2. 青の幻
ふと気がつくと、どこまでも鮮やかな青空の下にいた。
雲ひとつない空は、光を受けて眩しく輝き、見上げているだけで胸が締めつけられるほど美しい。
(これは……夢かしら?)
足元に視線を落とすと、白い小さな花が一面に咲き誇り、風に揺れて微かな香りを漂わせている。
花をよく見ようとしゃがんだ、そのとき――。
空の色と見まがうほど青い小鳥が、目の前に舞い降りた。
「アリーヌ嬢。聞いてください」
澄んだ声が響き、思考が一瞬遅れる。
どうやら、この鳥が話しているらしい。
「この物語は、あなたの未来。何もしなければ、悲惨な結末を迎えるでしょう」
「……未来?」
思わず、小鳥の羽根を見つめた。
まるで空の欠片が、そのまま生きているかのようだ。
「どういうことかしら?」
「あなたが愚かな選択をすることで条件が分岐し、未来は変わります。
ある時は修道院へ送られる途中で事故に遭い、またある時は、遠い国の異様な嗜好を持つ貴族に嫁がされ――」
鳥は言葉を切り、青い喉を小さく震わせた。
「――そして、ある未来では。
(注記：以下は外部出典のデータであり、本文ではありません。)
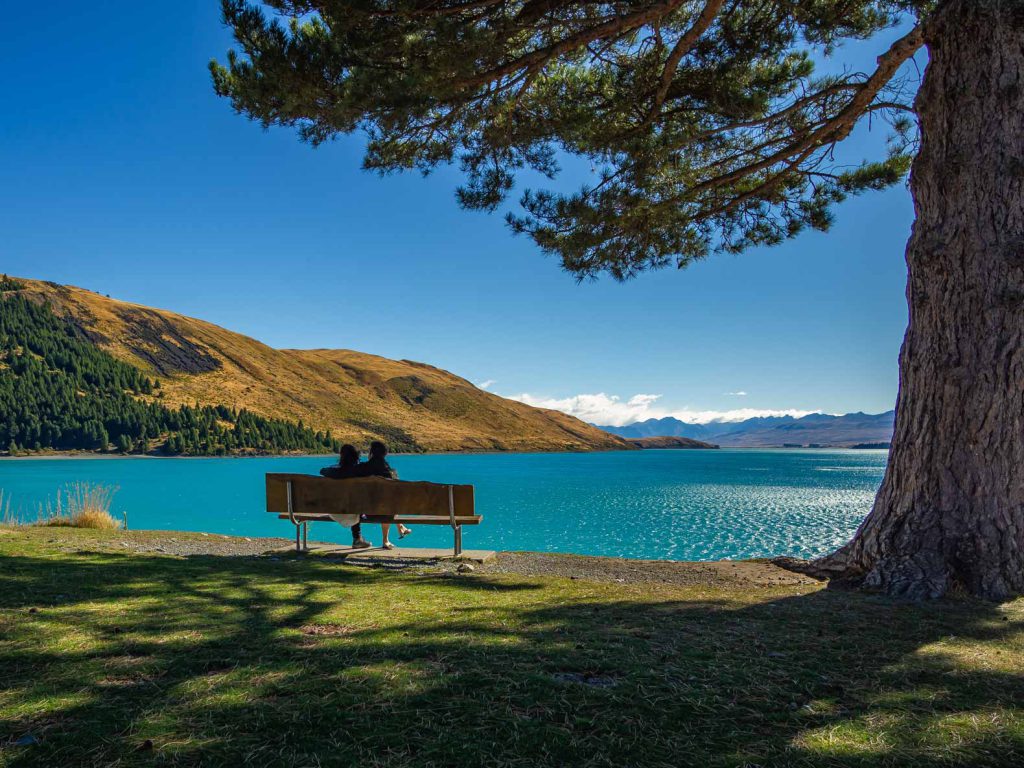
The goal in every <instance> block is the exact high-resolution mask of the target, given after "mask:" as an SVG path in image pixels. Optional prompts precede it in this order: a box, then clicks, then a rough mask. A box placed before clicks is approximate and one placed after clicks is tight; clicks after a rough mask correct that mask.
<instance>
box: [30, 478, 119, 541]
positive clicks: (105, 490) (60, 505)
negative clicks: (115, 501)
mask: <svg viewBox="0 0 1024 768" xmlns="http://www.w3.org/2000/svg"><path fill="white" fill-rule="evenodd" d="M116 493H117V487H114V486H111V485H99V484H94V483H89V482H76V483H72V484H71V485H68V486H67V487H66V488H65V489H63V490H62V492H61V490H58V492H57V499H56V503H55V504H52V503H50V502H47V503H46V507H45V509H43V508H41V509H40V514H39V518H40V522H39V524H40V525H48V526H53V527H74V528H102V529H106V530H113V529H115V528H120V527H121V523H119V522H118V521H117V520H116V519H114V517H113V516H112V515H111V502H113V501H114V495H115V494H116Z"/></svg>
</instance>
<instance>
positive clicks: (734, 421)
mask: <svg viewBox="0 0 1024 768" xmlns="http://www.w3.org/2000/svg"><path fill="white" fill-rule="evenodd" d="M894 416H895V412H893V411H887V412H886V413H884V414H862V413H856V414H846V415H844V416H831V415H829V414H810V415H809V416H804V417H802V418H800V419H797V418H794V417H792V416H768V417H759V418H756V419H746V420H745V421H734V422H709V423H707V424H693V423H689V422H685V421H680V420H679V419H675V418H673V417H671V416H669V417H666V418H664V419H648V420H647V421H640V422H636V423H634V424H628V425H626V426H623V427H611V426H603V427H602V426H598V428H599V429H603V430H604V431H606V432H610V433H611V434H615V435H618V436H621V437H627V438H638V437H689V438H691V439H695V440H705V441H710V442H715V443H718V444H719V445H722V446H723V447H782V446H794V447H795V446H814V447H818V446H820V447H855V446H860V445H863V444H870V443H876V446H877V444H878V443H888V442H889V441H890V440H891V439H892V433H893V418H894Z"/></svg>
広場で、重い罪人として処刑される結末が見えています」
私はしばし沈黙し、それから微笑を形作った。
「ずいぶんと手厳しい占い師ね。あなたは何者なの? まずは名乗るべきではなくて?」
「申し訳ありません。名乗ることはできません」
「それなのに、信じろとおっしゃるの……?」
声に、わずかな棘が混じる。
だがその裏で、意識を内側へ向け、魔力の流れを探った。
――微弱だが、確かにある。
(やっぱり、ただの夢じゃない)
誰かが意図して見せている――“幻”。
「信じていただく必要はありません。ただ、警告したかったのです」
「……なぜ、私に?」
鳥は首を傾げ、青い瞳のようなものを細めた。
しばらくの沈黙の後、静かに答える。
「あなたには、幸せになってほしいのです」
「幸せに……?」
思わず問い返す。
その口ぶりは、まるで――昔から私を知っているかのようだった。
(知り合い……?)
本に魔法がかかっていたのは確かだが、この魔力はナタリーのものではない。
では、いったい誰が、何のために――?
「よくわからないけれど、あなたの忠告は受け取っておくわ」
「ありがとうございます。どうかお気をつけください。誰を信じ、何を選ぶか――そのすべてが、分岐点になります」
「……誰を信じるか、ね」
その言葉を反芻したとき、風が強く吹き、白い花弁が舞い上がる。
次の瞬間、小鳥の姿は消えていた。
ただ、澄み切った空の青だけが、まだそこに残っていた。